Como funciona a automação

Na Imersão Econometria vs. IA na Previsão Macro, você vai ver na prática como conectar dados de várias fontes públicas e manter tudo atualizado com apenas alguns comandos Python.

O código utiliza uma planilha de metadados centralizada, onde cada série tem seu identificador, fonte e frequência (Diária, Mensal, Trimestral, etc.).

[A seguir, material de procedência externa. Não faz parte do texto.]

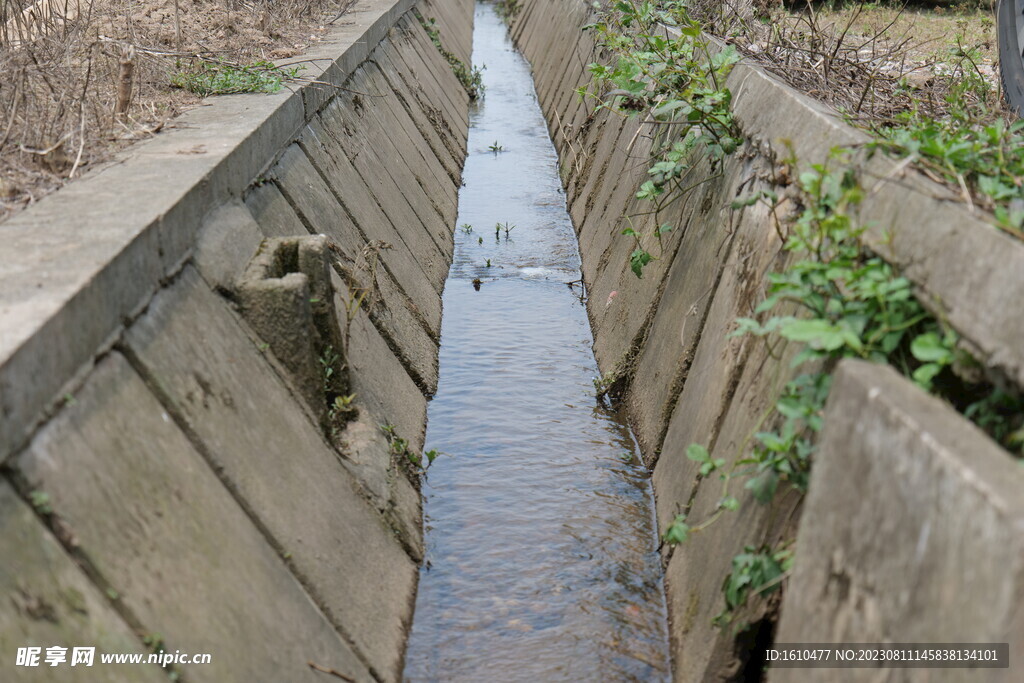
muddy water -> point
(542, 559)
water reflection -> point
(541, 551)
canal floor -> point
(542, 560)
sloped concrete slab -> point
(162, 529)
(274, 458)
(48, 601)
(912, 531)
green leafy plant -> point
(224, 78)
(755, 571)
(471, 78)
(677, 84)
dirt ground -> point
(65, 65)
(875, 61)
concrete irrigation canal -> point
(378, 379)
(540, 523)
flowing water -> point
(542, 561)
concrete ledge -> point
(74, 266)
(912, 531)
(666, 338)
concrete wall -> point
(666, 340)
(164, 472)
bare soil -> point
(85, 78)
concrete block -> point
(272, 213)
(381, 382)
(392, 311)
(228, 239)
(287, 295)
(48, 601)
(365, 139)
(663, 365)
(161, 528)
(425, 89)
(274, 457)
(440, 140)
(403, 258)
(384, 479)
(912, 531)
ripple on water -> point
(541, 548)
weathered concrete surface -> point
(54, 604)
(666, 338)
(64, 296)
(189, 469)
(912, 531)
(160, 527)
(217, 382)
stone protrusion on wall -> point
(163, 375)
(287, 296)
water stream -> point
(542, 560)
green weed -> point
(222, 78)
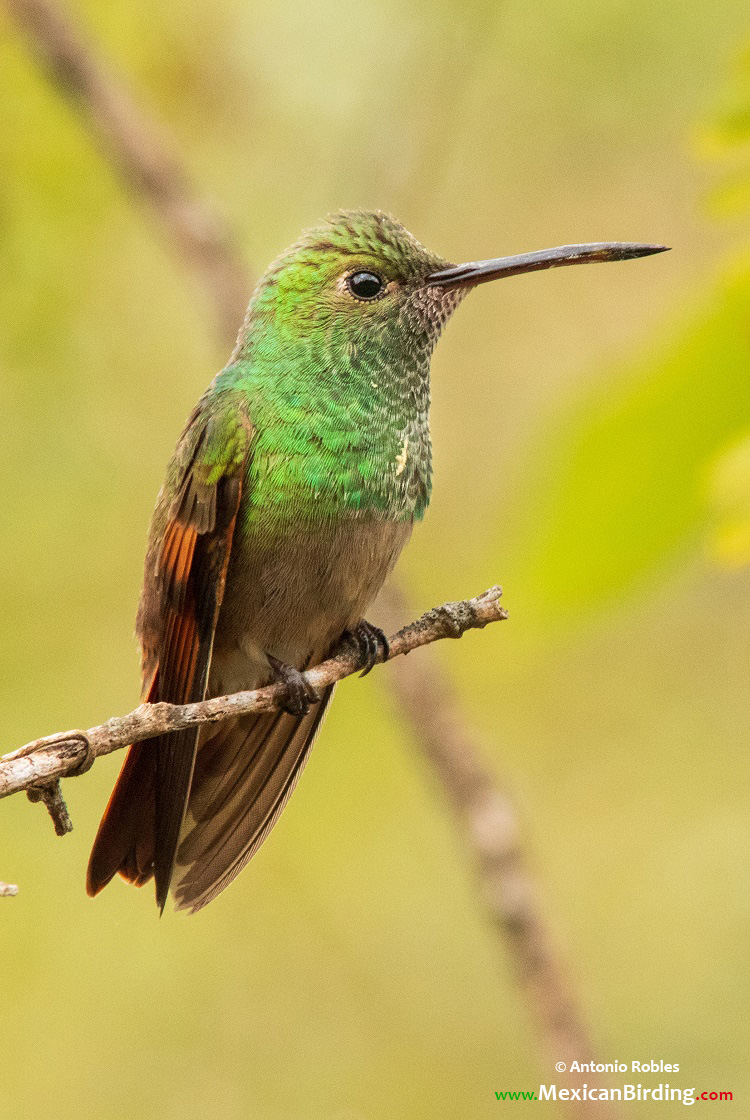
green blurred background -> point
(591, 432)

A partir dela, as funções de coleta percorrem automaticamente cada API:

  • BCB/SGS – coleta séries econômicas via https://api.bcb.gov.br/

  • BCB/ODATA – acessa previsões e estatísticas como Focus e Selic

  • IPEADATA – integra séries históricas de indicadores fiscais, PIB e mercado de trabalho

  • IBGE/SIDRA – traz dados das pesquisas econômicas e sociais com tratamento automático de valores faltantes

  • FRED/IFI – amplia o contexto internacional e insere indicadores de hiato do produto

Cada função é projetada para lidar com falhas de rede, intervalos de datas extensos e diferenças de formato, garantindo resiliência e replicabilidade — algo essencial em pipelines de produção de dados.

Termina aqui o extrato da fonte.